Satu tips lagi dari beliau ialah terdapat tiga prioritas riset Psikologi Indigenous yang bisa kta pilih untuk lakukan satu, penelitian yang menarik tapi tidak penting, kedua penelitian yang penting tapi tidak menarik dan terakhir penelitian yang penting dan menarik yang kemudian mampu berkontribusi secara signifikan untuk memunculakn teori baru. Memang sulit untuk mencapai yang ketiga tapi mungkin. Hal ini tergantung pada seberapa banyak jam terbang yang dimiliki oleh si peneliti.

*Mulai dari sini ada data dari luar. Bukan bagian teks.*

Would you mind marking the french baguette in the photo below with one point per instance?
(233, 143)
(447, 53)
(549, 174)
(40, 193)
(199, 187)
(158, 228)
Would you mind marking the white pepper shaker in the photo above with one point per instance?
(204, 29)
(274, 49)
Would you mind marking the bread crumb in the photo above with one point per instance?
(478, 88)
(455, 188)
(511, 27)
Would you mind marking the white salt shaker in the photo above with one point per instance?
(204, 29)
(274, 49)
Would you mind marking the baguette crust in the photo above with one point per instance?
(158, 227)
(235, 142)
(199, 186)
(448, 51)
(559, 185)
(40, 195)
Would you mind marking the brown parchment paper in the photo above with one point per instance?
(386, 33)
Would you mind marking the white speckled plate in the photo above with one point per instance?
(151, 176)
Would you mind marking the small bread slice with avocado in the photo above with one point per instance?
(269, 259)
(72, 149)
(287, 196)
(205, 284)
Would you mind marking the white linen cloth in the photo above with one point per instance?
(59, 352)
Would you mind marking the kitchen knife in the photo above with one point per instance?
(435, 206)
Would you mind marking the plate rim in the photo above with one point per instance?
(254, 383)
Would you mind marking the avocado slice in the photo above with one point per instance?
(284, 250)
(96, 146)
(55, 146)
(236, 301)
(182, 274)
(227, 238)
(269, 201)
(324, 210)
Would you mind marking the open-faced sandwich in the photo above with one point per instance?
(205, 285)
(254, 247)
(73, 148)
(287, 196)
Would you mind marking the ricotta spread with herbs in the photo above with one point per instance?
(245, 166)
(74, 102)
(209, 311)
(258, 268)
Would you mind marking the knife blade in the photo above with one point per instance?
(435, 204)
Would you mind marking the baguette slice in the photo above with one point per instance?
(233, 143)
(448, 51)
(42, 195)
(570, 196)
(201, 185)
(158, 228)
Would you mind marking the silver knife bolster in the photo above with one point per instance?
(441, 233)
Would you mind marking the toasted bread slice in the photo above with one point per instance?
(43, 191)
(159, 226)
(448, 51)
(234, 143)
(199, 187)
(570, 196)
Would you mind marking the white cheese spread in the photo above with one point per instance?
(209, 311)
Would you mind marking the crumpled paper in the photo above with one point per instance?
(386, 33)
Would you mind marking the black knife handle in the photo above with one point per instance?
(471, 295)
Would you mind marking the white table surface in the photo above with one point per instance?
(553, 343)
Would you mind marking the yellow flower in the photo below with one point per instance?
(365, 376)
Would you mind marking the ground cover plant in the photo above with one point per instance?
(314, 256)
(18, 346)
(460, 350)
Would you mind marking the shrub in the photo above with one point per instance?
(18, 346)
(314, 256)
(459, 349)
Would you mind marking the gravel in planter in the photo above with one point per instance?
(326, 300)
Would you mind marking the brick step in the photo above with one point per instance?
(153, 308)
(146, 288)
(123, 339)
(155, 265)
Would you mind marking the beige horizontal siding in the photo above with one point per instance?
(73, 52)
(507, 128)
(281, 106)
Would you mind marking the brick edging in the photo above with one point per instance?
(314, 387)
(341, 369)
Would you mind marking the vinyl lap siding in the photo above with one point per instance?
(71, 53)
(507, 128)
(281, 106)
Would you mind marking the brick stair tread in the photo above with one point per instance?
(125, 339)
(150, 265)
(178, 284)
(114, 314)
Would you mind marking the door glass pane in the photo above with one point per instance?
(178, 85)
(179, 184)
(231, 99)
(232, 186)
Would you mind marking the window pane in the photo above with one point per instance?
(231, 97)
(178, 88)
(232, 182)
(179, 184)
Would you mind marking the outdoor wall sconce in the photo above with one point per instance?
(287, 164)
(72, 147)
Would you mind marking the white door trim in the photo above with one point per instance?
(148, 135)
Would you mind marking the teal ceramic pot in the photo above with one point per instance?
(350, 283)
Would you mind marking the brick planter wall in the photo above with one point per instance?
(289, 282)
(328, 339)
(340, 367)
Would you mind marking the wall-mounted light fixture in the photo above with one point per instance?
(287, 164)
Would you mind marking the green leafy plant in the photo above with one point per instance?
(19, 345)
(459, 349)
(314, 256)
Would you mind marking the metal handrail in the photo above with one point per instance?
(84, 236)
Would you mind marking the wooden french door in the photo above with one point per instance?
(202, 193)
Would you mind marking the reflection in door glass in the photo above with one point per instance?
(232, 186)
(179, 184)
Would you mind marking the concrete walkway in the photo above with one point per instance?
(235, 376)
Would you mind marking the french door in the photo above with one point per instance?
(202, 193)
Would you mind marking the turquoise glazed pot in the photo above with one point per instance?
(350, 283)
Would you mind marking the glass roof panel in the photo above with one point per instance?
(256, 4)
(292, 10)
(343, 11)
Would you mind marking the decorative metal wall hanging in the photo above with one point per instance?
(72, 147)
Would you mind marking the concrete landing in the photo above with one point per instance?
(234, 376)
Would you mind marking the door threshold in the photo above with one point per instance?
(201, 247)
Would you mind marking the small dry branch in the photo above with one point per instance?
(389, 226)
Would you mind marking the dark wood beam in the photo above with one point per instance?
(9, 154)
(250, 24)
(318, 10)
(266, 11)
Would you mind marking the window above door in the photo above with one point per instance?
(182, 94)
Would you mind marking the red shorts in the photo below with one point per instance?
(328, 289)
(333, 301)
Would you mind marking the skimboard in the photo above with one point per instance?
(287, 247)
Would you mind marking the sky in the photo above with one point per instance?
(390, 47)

Padepokan Tempat kami Diskusi Santai
Setelah dua jam bersama Pak Hakim kami pun masuk ke sesi tanya jawab dan beristirahat untuk makan siang dan shalat. Setelah itu hujan deras mengguyur kota pelajar ini. Namun kami masih harus mengikuti sesi Student Sesion bersama Jhan dan Pak Hakim yang akan membahas tentang kesempatan untuk melakukan kerja sama penelitian dengan negara NZ melalui Massey University dan APIK. Kemudian menmbuat jejaring fund rising untuk proyek penelitian yang tentunya tidak mengeluarkan biaya yang sedikit. Juga bagaimana kesempatan para mahasiswa untuk bisa belajar di NZ dibahas langsung oleh Jhan dan Pak Hakim. Sebelumnya hal buruk terjadi kami terperangkap karena hujan di kamar sehingga tidak bisa kembali ke hall workshop untuk student session. Hiks padahal kami kembali ke kamar hanya untuk shalat Ashar dan mengecas HP eeh, tidak menyangka akan hujan begitu sangat deras bahkan hingga maghrib kami pun tidak membawa payung. Malamnya mahasiswa tidak memiliki agenda lagi, kami sudah bebas karena sudah masuk pada jadwal kongres APIK yang hanya dihadiri oleh para dosen saja. Malamnya kami gunakan untuk ngobrol lebih jauh dengan Jhan syukurlah kami jadi tidak ketinggalan informasi deh tentang student session. Jhan menanyakan kenapa kami tidak hadir tadi di student session hehe. Kami menceritakan kejadian tadi dengan malu-malu. Untunglah Jhan orangnya sangat pengertian. Setelah berdiskusi banyak hal kami semakin salut dengan Jhan dan para tim APIK. Jhan tidak hanya akan membangun kerja sama dengan universitasnya namun akan mengembangkan jejaring dengan LPDP sehingga kesempatan untuk bisa riset dan menimba ilmu di NZ bisa didapatkan oleh para mahasiswa dan dosen yang mengikuti seminar Workshop Indigenous ini. Selain itu Jhan juga akan mengirimkan buku-buku tentang metodologi riset dan juga terkait indigenous kepada fakultas kami senangnya. Jhan juga menjelaskan bahwa kami akan menjadi partner untuk APIK selama satu tahun kedepan dan dia siap untuk memberikan feed back terkait riset yang akan dan sedang kami susun. Malam itu kami tidur nyenyak setelah seharian berkegiatan. Sungguh ilmu tiada tara. Selama jantung masih berdetak ilmu pun harus terus dicari dan dipelajari.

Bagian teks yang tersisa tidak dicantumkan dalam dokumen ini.